Indeed, his Father and Son, which describes the harmony of close souls, took the FIPRESCI prise in Cannes in 2003. "The father sees his past in his son, while the son sees the future in his father," Sokurov says about this movie, a sequel to the award winning Mother and Son, in which the mother peacefully passes away in the lap of her affectionate son.

Sokurov's Russian Arc was released in 2002 to mark the 300th anniversary of St Petersburg. Following its US release in August 2003, Time marvelled at its unprecedented virtuosity, while The Washington Post hailed its cinematographic magic. It also sold out in Europe and South America.

The film, which is based on the reminiscences of the French writer and traveller Astolph de Custine's time in Russia, charts three centuries of Russian history played out in the Hermitage, with 900 actors, as well as hundreds of wigs and costumes. The name of the movie can be interpreted as follows: like the Biblical arc, Russia floats on the waves of time, preserving, despite all the historical upheavals, its priceless cultural wealth.
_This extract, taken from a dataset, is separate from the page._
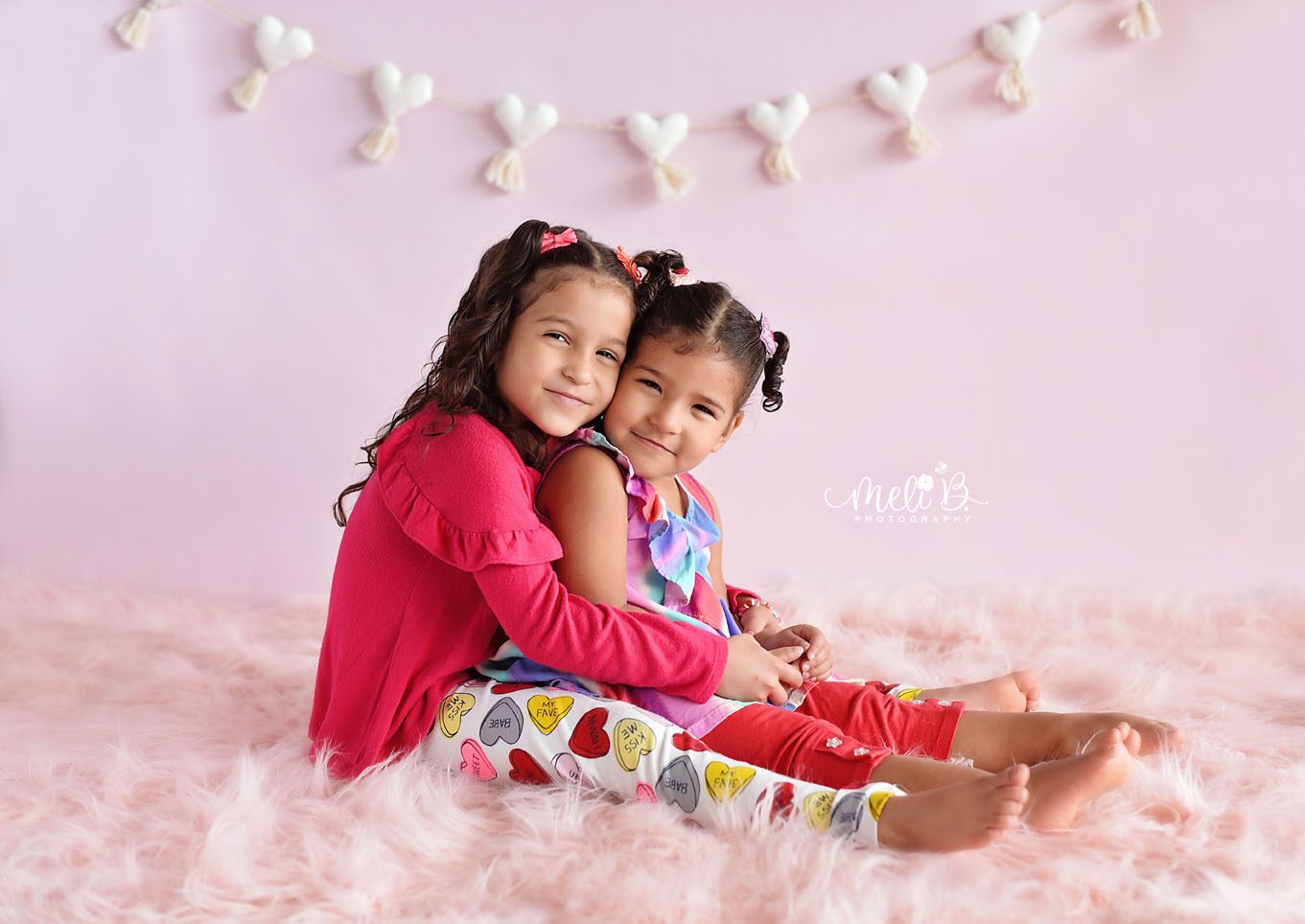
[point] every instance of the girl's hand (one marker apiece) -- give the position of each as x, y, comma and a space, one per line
784, 639
756, 675
819, 662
Alexander Sokurov has taken the director's chair for films about 20th century Russian geniuses: Fyodor Chaliapin, Anton Chekhov, Alexander Solzhenitsyn, Dmitry Shostakovich and Andrei Tarkovsky, as well as unknown soldiers who served on the Tajik border.

On completing the movie about Emperor Hirohito, Sokurov will embark on another project to present a more general picture about the 20th century's dictators.